Seth Grahame-Smith releases his second literary mash-up

ABRAHAM LINCOLN WAS one awesome president. He was freakishly tall (for his time), wore top hats, was the first president with a beard—oh, and he freed the slaves. There’s only one thing that could make old Abe any cooler than he already is, and author Seth Grahame-Smith knows exactly what it is.

In a follow-up to his wildly successful 2009 novel Pride and Prejudice and Zombies, Grahame-Smith is back with his latest literary mash-up Abraham Lincoln: Vampire Hunter.

The story, which is surprisingly historically accurate, revolves around Lincoln—a gangly, awkward, kind-hearted kid from Kentucky, who grows up to lead America through its Civil War, uniting a country and ending slavery in the process. What the rest of the world doesn’t know, and what the fiction work claims, is that there was a deeper, uglier, supernatural aspect to Lincoln’s life that haunted him until his last moments on Earth, promoting slavery and wishing to see the secession of the South from the Union—vampires.

With careful attention to detail, Grahame-Smith recounts Lincoln’s entire life, creatively weaving in a vampire-themed subplot that blends well into the story. The author partners supernatural themes with major points in Abe’s life such as his mother’s death, his election into the Illinois State Assembly, and major events in the American Civil War. The novel starts off with a promising introduction to the fictional aspect of the story, explaining how the author came across a set of authentic, undiscovered journals through a strange acquaintance (Henry the Vampire) who asked him to write the true story of Lincoln and the American Civil War. The author fills in the details of Lincoln’s epic vampire-killing life using the evidence he “finds” in the fictional journals, which detail every major event in Lincoln’s life, from his chilhood, to his work as a vampire hunter, up to his eventual presidency.

Grahame-Smith does a great job jumping into the plot. He introduces the vampire aspect with relative ease and little backstory, but what starts out as a promising story ends up falling apart midway through the novel. The central concept of the book ends up as its major failure: instead of an action-packed, humour-filled adventure of Honest Abe kicking ass, all the reader is given is Grahame-Smith taking himself too seriously and turning the book into a detailed epistolary novel. As a result, the work ends up as little more than a slightly entertaining Lincoln biography.
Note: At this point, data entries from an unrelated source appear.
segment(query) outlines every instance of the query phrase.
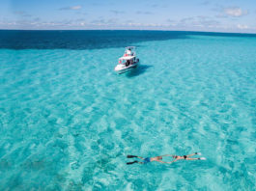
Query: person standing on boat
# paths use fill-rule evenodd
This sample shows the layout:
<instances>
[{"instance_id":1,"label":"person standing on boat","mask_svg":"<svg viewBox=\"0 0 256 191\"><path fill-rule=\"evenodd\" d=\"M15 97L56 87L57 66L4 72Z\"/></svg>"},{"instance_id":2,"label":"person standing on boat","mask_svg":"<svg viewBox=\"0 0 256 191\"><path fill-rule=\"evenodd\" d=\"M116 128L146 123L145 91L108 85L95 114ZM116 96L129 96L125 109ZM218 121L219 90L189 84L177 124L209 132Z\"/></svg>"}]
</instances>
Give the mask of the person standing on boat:
<instances>
[{"instance_id":1,"label":"person standing on boat","mask_svg":"<svg viewBox=\"0 0 256 191\"><path fill-rule=\"evenodd\" d=\"M130 54L131 54L131 49L130 49L130 48L128 48L128 49L127 50L127 54L128 54L128 56L130 56Z\"/></svg>"},{"instance_id":2,"label":"person standing on boat","mask_svg":"<svg viewBox=\"0 0 256 191\"><path fill-rule=\"evenodd\" d=\"M192 153L192 154L189 154L189 155L184 155L184 156L165 154L165 155L161 155L161 156L147 157L147 158L143 158L143 157L135 156L135 155L128 155L128 158L139 158L139 159L142 160L142 162L139 162L139 161L135 160L133 162L128 162L127 164L128 165L131 165L131 164L134 164L134 163L147 164L147 163L153 162L153 161L159 162L159 163L171 164L171 163L176 162L178 160L206 160L206 158L204 158L204 157L201 157L201 158L190 158L190 156L193 156L195 154L201 155L200 152L195 152L195 153ZM171 162L164 162L164 161L162 161L162 157L163 156L171 156L171 157L174 158L174 160L171 161Z\"/></svg>"}]
</instances>

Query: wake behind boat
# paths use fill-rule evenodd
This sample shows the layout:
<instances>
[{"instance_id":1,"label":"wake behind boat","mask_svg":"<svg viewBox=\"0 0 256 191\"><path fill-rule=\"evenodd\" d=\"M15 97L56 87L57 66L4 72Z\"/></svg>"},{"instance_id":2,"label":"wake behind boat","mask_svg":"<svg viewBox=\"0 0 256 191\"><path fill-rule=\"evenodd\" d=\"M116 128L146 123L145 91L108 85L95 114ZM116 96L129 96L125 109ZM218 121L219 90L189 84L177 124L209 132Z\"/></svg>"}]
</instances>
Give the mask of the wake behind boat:
<instances>
[{"instance_id":1,"label":"wake behind boat","mask_svg":"<svg viewBox=\"0 0 256 191\"><path fill-rule=\"evenodd\" d=\"M124 73L136 68L139 63L139 59L136 58L135 47L126 47L125 54L119 58L118 65L115 67L115 71L118 73Z\"/></svg>"}]
</instances>

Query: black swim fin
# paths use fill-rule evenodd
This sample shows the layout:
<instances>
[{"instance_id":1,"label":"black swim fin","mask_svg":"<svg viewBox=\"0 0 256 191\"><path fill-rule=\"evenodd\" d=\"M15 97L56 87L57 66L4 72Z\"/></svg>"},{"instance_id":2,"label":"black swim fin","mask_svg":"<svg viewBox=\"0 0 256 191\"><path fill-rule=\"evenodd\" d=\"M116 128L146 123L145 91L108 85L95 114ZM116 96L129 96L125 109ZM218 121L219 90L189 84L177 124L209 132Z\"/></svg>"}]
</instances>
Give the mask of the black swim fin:
<instances>
[{"instance_id":1,"label":"black swim fin","mask_svg":"<svg viewBox=\"0 0 256 191\"><path fill-rule=\"evenodd\" d=\"M135 155L128 155L128 158L135 158L135 157L137 157L137 156L135 156Z\"/></svg>"},{"instance_id":2,"label":"black swim fin","mask_svg":"<svg viewBox=\"0 0 256 191\"><path fill-rule=\"evenodd\" d=\"M138 163L138 161L127 162L127 165L130 165L130 164L133 164L133 163Z\"/></svg>"}]
</instances>

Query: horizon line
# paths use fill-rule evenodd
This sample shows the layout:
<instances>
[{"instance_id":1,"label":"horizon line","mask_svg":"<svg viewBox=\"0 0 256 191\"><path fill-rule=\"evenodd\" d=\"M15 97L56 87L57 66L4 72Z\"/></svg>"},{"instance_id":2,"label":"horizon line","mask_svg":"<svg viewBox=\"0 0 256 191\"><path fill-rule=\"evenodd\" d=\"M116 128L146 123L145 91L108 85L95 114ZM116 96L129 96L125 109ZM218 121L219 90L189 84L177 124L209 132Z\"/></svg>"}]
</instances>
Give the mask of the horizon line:
<instances>
[{"instance_id":1,"label":"horizon line","mask_svg":"<svg viewBox=\"0 0 256 191\"><path fill-rule=\"evenodd\" d=\"M194 32L194 33L221 33L221 34L242 34L256 35L256 32L217 32L217 31L190 31L190 30L161 30L161 29L0 29L0 31L162 31L162 32Z\"/></svg>"}]
</instances>

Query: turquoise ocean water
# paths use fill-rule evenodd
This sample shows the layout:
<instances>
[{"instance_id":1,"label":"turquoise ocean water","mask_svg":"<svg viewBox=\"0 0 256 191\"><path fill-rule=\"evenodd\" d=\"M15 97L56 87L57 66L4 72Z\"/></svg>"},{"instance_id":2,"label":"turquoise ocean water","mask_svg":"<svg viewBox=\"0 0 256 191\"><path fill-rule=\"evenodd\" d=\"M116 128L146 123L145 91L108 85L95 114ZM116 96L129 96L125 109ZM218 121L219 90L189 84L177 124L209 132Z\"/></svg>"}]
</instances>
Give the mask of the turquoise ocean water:
<instances>
[{"instance_id":1,"label":"turquoise ocean water","mask_svg":"<svg viewBox=\"0 0 256 191\"><path fill-rule=\"evenodd\" d=\"M127 45L140 66L118 75ZM1 31L0 48L0 190L256 189L256 35Z\"/></svg>"}]
</instances>

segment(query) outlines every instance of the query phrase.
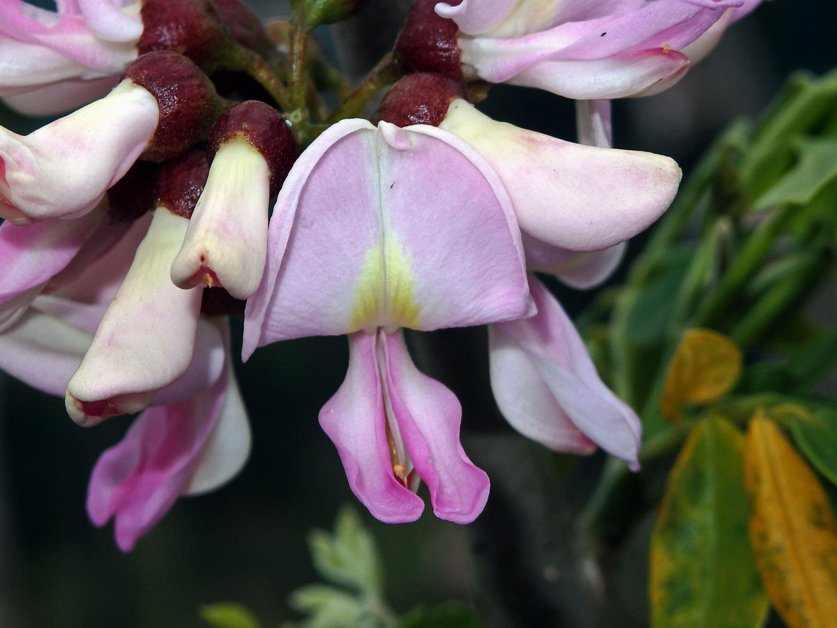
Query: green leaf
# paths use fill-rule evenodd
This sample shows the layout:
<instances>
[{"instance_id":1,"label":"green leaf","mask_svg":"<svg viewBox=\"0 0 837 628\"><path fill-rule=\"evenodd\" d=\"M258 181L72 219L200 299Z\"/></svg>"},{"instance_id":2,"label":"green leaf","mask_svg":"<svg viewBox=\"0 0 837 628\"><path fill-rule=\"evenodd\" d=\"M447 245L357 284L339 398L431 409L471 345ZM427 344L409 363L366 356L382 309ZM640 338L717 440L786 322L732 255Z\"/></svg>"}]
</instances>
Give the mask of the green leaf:
<instances>
[{"instance_id":1,"label":"green leaf","mask_svg":"<svg viewBox=\"0 0 837 628\"><path fill-rule=\"evenodd\" d=\"M314 567L324 579L372 597L382 595L377 548L355 510L342 508L334 533L313 530L308 543Z\"/></svg>"},{"instance_id":2,"label":"green leaf","mask_svg":"<svg viewBox=\"0 0 837 628\"><path fill-rule=\"evenodd\" d=\"M791 430L805 457L837 485L837 409L817 407L793 421Z\"/></svg>"},{"instance_id":3,"label":"green leaf","mask_svg":"<svg viewBox=\"0 0 837 628\"><path fill-rule=\"evenodd\" d=\"M214 628L259 628L253 613L236 602L208 604L198 612L201 619Z\"/></svg>"},{"instance_id":4,"label":"green leaf","mask_svg":"<svg viewBox=\"0 0 837 628\"><path fill-rule=\"evenodd\" d=\"M289 599L291 608L311 616L306 628L361 628L377 625L368 618L363 600L327 584L309 584L297 589Z\"/></svg>"},{"instance_id":5,"label":"green leaf","mask_svg":"<svg viewBox=\"0 0 837 628\"><path fill-rule=\"evenodd\" d=\"M654 628L753 628L767 597L747 543L742 435L697 423L669 476L651 535Z\"/></svg>"},{"instance_id":6,"label":"green leaf","mask_svg":"<svg viewBox=\"0 0 837 628\"><path fill-rule=\"evenodd\" d=\"M837 178L837 140L808 138L799 142L797 151L798 162L756 202L756 209L805 204Z\"/></svg>"},{"instance_id":7,"label":"green leaf","mask_svg":"<svg viewBox=\"0 0 837 628\"><path fill-rule=\"evenodd\" d=\"M398 628L480 628L480 617L470 606L449 602L432 609L416 606L404 615Z\"/></svg>"}]
</instances>

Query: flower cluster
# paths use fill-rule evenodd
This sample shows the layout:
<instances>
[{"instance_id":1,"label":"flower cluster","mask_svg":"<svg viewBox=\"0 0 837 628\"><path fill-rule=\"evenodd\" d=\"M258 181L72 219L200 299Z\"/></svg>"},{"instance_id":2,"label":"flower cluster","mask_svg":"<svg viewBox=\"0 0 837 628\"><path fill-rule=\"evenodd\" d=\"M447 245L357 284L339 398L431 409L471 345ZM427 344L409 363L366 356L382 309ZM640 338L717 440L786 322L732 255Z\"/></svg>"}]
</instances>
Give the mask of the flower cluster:
<instances>
[{"instance_id":1,"label":"flower cluster","mask_svg":"<svg viewBox=\"0 0 837 628\"><path fill-rule=\"evenodd\" d=\"M245 359L348 335L320 423L382 521L420 515L419 481L458 522L489 491L405 328L488 324L516 430L636 468L636 414L533 273L597 285L665 210L680 169L610 147L603 99L673 84L756 3L418 0L370 121L317 119L305 72L308 31L357 2L300 2L265 30L238 0L0 0L0 95L28 113L84 105L26 136L0 127L0 368L63 394L81 425L141 413L93 471L94 522L115 517L128 550L178 496L240 468L226 317L242 311ZM220 70L272 102L229 79L219 94ZM488 118L485 81L579 99L582 143Z\"/></svg>"}]
</instances>

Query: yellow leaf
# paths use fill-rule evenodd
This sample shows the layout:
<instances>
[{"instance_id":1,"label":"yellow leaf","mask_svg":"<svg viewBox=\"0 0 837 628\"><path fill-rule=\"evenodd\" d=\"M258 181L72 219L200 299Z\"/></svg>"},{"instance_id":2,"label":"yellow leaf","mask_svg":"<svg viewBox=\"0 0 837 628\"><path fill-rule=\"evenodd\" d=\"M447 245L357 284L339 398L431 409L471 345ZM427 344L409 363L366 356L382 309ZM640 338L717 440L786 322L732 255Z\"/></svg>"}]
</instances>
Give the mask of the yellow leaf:
<instances>
[{"instance_id":1,"label":"yellow leaf","mask_svg":"<svg viewBox=\"0 0 837 628\"><path fill-rule=\"evenodd\" d=\"M741 375L741 351L721 333L689 329L675 352L660 399L663 416L679 419L683 404L721 399Z\"/></svg>"},{"instance_id":2,"label":"yellow leaf","mask_svg":"<svg viewBox=\"0 0 837 628\"><path fill-rule=\"evenodd\" d=\"M814 471L757 414L744 441L750 541L770 600L789 628L837 622L837 525Z\"/></svg>"}]
</instances>

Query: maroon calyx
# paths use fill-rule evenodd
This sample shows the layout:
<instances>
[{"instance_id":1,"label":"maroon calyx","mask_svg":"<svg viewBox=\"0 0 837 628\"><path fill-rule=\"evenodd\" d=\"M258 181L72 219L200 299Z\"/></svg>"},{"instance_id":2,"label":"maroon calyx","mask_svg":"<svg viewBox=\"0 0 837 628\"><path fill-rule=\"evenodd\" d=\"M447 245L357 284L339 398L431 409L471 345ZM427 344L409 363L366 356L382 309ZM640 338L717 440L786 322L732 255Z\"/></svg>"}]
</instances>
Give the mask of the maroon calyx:
<instances>
[{"instance_id":1,"label":"maroon calyx","mask_svg":"<svg viewBox=\"0 0 837 628\"><path fill-rule=\"evenodd\" d=\"M436 14L439 0L418 0L395 40L395 60L402 70L433 72L453 80L462 80L462 51L452 19Z\"/></svg>"},{"instance_id":2,"label":"maroon calyx","mask_svg":"<svg viewBox=\"0 0 837 628\"><path fill-rule=\"evenodd\" d=\"M137 161L107 191L111 223L131 223L154 208L154 188L159 166Z\"/></svg>"},{"instance_id":3,"label":"maroon calyx","mask_svg":"<svg viewBox=\"0 0 837 628\"><path fill-rule=\"evenodd\" d=\"M185 219L192 218L208 176L209 162L203 151L190 151L167 162L160 167L157 176L154 190L156 206L165 207Z\"/></svg>"},{"instance_id":4,"label":"maroon calyx","mask_svg":"<svg viewBox=\"0 0 837 628\"><path fill-rule=\"evenodd\" d=\"M212 74L233 44L233 36L212 0L142 0L139 54L172 50Z\"/></svg>"},{"instance_id":5,"label":"maroon calyx","mask_svg":"<svg viewBox=\"0 0 837 628\"><path fill-rule=\"evenodd\" d=\"M439 126L457 98L465 98L461 83L429 72L407 75L387 92L372 122L377 125L383 120L397 126Z\"/></svg>"},{"instance_id":6,"label":"maroon calyx","mask_svg":"<svg viewBox=\"0 0 837 628\"><path fill-rule=\"evenodd\" d=\"M267 36L255 13L241 0L214 0L223 23L233 39L244 48L270 58L274 54L273 43Z\"/></svg>"},{"instance_id":7,"label":"maroon calyx","mask_svg":"<svg viewBox=\"0 0 837 628\"><path fill-rule=\"evenodd\" d=\"M164 162L191 148L206 137L223 106L212 81L182 54L156 50L129 65L122 79L130 79L157 99L157 127L140 156Z\"/></svg>"},{"instance_id":8,"label":"maroon calyx","mask_svg":"<svg viewBox=\"0 0 837 628\"><path fill-rule=\"evenodd\" d=\"M270 173L270 195L285 183L296 161L296 142L285 118L275 109L259 100L246 100L230 107L218 119L209 133L209 160L228 142L243 139L267 162Z\"/></svg>"}]
</instances>

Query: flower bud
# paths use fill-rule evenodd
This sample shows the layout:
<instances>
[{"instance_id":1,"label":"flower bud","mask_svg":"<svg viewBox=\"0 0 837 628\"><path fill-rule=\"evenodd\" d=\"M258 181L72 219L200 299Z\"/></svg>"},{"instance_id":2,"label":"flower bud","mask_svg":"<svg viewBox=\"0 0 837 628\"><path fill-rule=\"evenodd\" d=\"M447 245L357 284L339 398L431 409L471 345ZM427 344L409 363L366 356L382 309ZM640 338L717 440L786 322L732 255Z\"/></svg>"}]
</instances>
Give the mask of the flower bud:
<instances>
[{"instance_id":1,"label":"flower bud","mask_svg":"<svg viewBox=\"0 0 837 628\"><path fill-rule=\"evenodd\" d=\"M154 208L154 188L159 166L136 162L107 191L107 213L112 223L131 223Z\"/></svg>"},{"instance_id":2,"label":"flower bud","mask_svg":"<svg viewBox=\"0 0 837 628\"><path fill-rule=\"evenodd\" d=\"M212 0L142 0L140 55L172 50L188 57L213 74L234 45L232 35Z\"/></svg>"},{"instance_id":3,"label":"flower bud","mask_svg":"<svg viewBox=\"0 0 837 628\"><path fill-rule=\"evenodd\" d=\"M377 125L383 120L398 126L439 126L450 103L465 97L462 85L455 80L429 72L407 75L387 92L372 122Z\"/></svg>"},{"instance_id":4,"label":"flower bud","mask_svg":"<svg viewBox=\"0 0 837 628\"><path fill-rule=\"evenodd\" d=\"M437 0L418 0L395 41L395 60L404 72L434 72L462 80L459 27L436 14Z\"/></svg>"},{"instance_id":5,"label":"flower bud","mask_svg":"<svg viewBox=\"0 0 837 628\"><path fill-rule=\"evenodd\" d=\"M209 139L213 159L172 281L188 289L221 286L246 299L259 287L267 255L268 203L296 157L285 119L250 100L218 119Z\"/></svg>"},{"instance_id":6,"label":"flower bud","mask_svg":"<svg viewBox=\"0 0 837 628\"><path fill-rule=\"evenodd\" d=\"M214 0L214 3L235 41L264 57L273 55L273 42L249 7L241 0Z\"/></svg>"},{"instance_id":7,"label":"flower bud","mask_svg":"<svg viewBox=\"0 0 837 628\"><path fill-rule=\"evenodd\" d=\"M197 151L161 167L148 233L67 385L67 411L81 425L139 412L193 362L203 291L180 290L169 272L208 170Z\"/></svg>"},{"instance_id":8,"label":"flower bud","mask_svg":"<svg viewBox=\"0 0 837 628\"><path fill-rule=\"evenodd\" d=\"M178 159L167 162L160 168L155 188L155 203L172 214L187 219L203 192L209 163L203 151L191 151Z\"/></svg>"},{"instance_id":9,"label":"flower bud","mask_svg":"<svg viewBox=\"0 0 837 628\"><path fill-rule=\"evenodd\" d=\"M141 55L123 75L157 100L160 118L141 155L164 162L205 137L222 105L212 81L182 54L157 50Z\"/></svg>"},{"instance_id":10,"label":"flower bud","mask_svg":"<svg viewBox=\"0 0 837 628\"><path fill-rule=\"evenodd\" d=\"M241 139L258 152L270 173L270 196L279 192L296 160L294 134L285 118L273 107L259 100L247 100L231 107L213 126L207 151L209 160L228 142Z\"/></svg>"}]
</instances>

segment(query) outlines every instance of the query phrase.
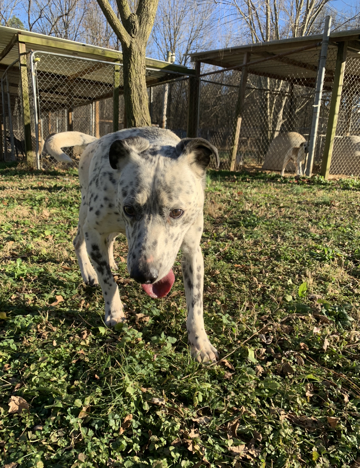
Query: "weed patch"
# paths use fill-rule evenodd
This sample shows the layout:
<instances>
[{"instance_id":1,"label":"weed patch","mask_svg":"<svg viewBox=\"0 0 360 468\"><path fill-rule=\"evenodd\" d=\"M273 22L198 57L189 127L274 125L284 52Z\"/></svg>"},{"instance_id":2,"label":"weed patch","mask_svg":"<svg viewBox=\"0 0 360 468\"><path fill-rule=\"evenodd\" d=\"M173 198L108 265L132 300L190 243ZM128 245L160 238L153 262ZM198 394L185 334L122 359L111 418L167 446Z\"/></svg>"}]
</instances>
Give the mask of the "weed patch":
<instances>
[{"instance_id":1,"label":"weed patch","mask_svg":"<svg viewBox=\"0 0 360 468\"><path fill-rule=\"evenodd\" d=\"M359 181L209 172L204 321L222 359L202 365L187 344L180 255L156 301L129 279L119 236L128 321L109 329L71 243L75 171L0 175L4 465L338 468L360 456Z\"/></svg>"}]
</instances>

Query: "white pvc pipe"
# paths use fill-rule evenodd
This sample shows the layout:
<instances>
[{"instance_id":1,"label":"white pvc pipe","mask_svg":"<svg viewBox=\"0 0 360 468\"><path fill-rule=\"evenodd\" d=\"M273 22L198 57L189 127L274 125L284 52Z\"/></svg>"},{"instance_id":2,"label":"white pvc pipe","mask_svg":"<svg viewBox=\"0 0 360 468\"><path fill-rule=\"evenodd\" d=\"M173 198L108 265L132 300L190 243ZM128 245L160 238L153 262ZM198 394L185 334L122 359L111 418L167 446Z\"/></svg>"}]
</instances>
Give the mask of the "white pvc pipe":
<instances>
[{"instance_id":1,"label":"white pvc pipe","mask_svg":"<svg viewBox=\"0 0 360 468\"><path fill-rule=\"evenodd\" d=\"M321 98L322 96L322 88L324 85L325 77L325 67L328 55L328 46L330 37L330 29L331 26L331 17L326 16L324 33L322 36L322 43L321 46L320 58L319 60L319 67L316 77L316 91L315 99L313 105L313 119L311 122L311 130L310 132L309 142L309 153L308 155L308 163L306 167L306 175L311 177L314 164L314 157L315 154L315 148L316 145L317 127L319 125L319 115L321 105Z\"/></svg>"}]
</instances>

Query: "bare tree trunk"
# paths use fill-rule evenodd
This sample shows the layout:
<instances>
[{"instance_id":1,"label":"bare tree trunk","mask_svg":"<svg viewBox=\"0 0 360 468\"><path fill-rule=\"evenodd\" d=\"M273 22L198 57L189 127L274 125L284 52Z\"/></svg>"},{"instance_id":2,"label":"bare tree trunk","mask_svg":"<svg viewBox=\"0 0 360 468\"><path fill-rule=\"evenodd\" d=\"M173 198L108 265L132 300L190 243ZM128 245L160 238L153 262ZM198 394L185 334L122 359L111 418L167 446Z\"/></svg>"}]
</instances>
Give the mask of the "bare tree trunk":
<instances>
[{"instance_id":1,"label":"bare tree trunk","mask_svg":"<svg viewBox=\"0 0 360 468\"><path fill-rule=\"evenodd\" d=\"M117 0L119 20L108 0L97 0L122 47L124 101L128 127L151 124L145 81L145 54L158 1L139 0L136 12L132 13L128 0Z\"/></svg>"},{"instance_id":2,"label":"bare tree trunk","mask_svg":"<svg viewBox=\"0 0 360 468\"><path fill-rule=\"evenodd\" d=\"M151 126L149 96L145 80L145 47L133 40L122 49L124 102L127 126Z\"/></svg>"}]
</instances>

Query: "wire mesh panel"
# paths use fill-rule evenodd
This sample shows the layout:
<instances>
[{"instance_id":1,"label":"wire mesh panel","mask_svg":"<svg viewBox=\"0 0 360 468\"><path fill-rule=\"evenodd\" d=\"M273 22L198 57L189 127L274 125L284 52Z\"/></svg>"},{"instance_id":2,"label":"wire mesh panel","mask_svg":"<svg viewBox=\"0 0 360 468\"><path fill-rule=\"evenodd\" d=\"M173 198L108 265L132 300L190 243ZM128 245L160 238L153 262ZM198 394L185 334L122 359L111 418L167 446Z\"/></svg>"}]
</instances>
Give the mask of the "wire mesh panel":
<instances>
[{"instance_id":1,"label":"wire mesh panel","mask_svg":"<svg viewBox=\"0 0 360 468\"><path fill-rule=\"evenodd\" d=\"M330 49L320 112L315 169L320 168L336 58ZM315 97L316 67L307 63L307 54L317 57L319 48L307 51L291 61L286 79L251 68L246 81L235 168L242 167L303 173L307 157ZM287 60L286 63L289 62ZM269 62L270 63L270 62ZM282 64L279 66L284 66ZM311 74L310 74L310 73ZM241 71L221 72L201 79L199 136L219 151L220 167L230 168L235 137L234 121Z\"/></svg>"},{"instance_id":2,"label":"wire mesh panel","mask_svg":"<svg viewBox=\"0 0 360 468\"><path fill-rule=\"evenodd\" d=\"M360 58L347 58L330 174L360 175Z\"/></svg>"},{"instance_id":3,"label":"wire mesh panel","mask_svg":"<svg viewBox=\"0 0 360 468\"><path fill-rule=\"evenodd\" d=\"M1 84L4 161L20 161L25 157L25 145L18 63L7 69Z\"/></svg>"},{"instance_id":4,"label":"wire mesh panel","mask_svg":"<svg viewBox=\"0 0 360 468\"><path fill-rule=\"evenodd\" d=\"M113 131L113 91L119 65L63 54L31 54L37 102L37 147L43 166L53 162L44 147L49 135L77 131L100 138ZM120 68L120 85L122 73ZM124 126L124 101L119 97L119 129ZM80 154L65 149L74 161Z\"/></svg>"}]
</instances>

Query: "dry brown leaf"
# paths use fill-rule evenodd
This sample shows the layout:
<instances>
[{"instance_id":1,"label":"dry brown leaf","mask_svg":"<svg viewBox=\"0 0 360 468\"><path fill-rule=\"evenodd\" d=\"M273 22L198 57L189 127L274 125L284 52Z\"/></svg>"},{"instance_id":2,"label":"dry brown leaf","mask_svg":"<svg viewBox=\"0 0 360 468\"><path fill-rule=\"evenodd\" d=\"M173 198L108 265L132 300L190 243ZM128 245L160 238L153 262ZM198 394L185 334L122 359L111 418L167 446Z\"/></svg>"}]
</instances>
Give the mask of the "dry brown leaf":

Although it can be argued that the subject matter (American Civil War, slavery) may require a certain level of creative restraint, the main concept of the book is Lincoln killing vampires, so more humour, adventure, and ass-kicking would have been greatly appreciated. Such a fantastic concept could have been made better by taking a less sincere and more fictional perspective, rather than sacrificing entertainment value to produce a historically accurate story. That being said, Abraham Lincoln: Vampire Hunter is still worth the money, if for nothing more than to see how well Grahame-Smith deftly fuses the concept of the American Civil War and the blood-sucking undead into a decent book.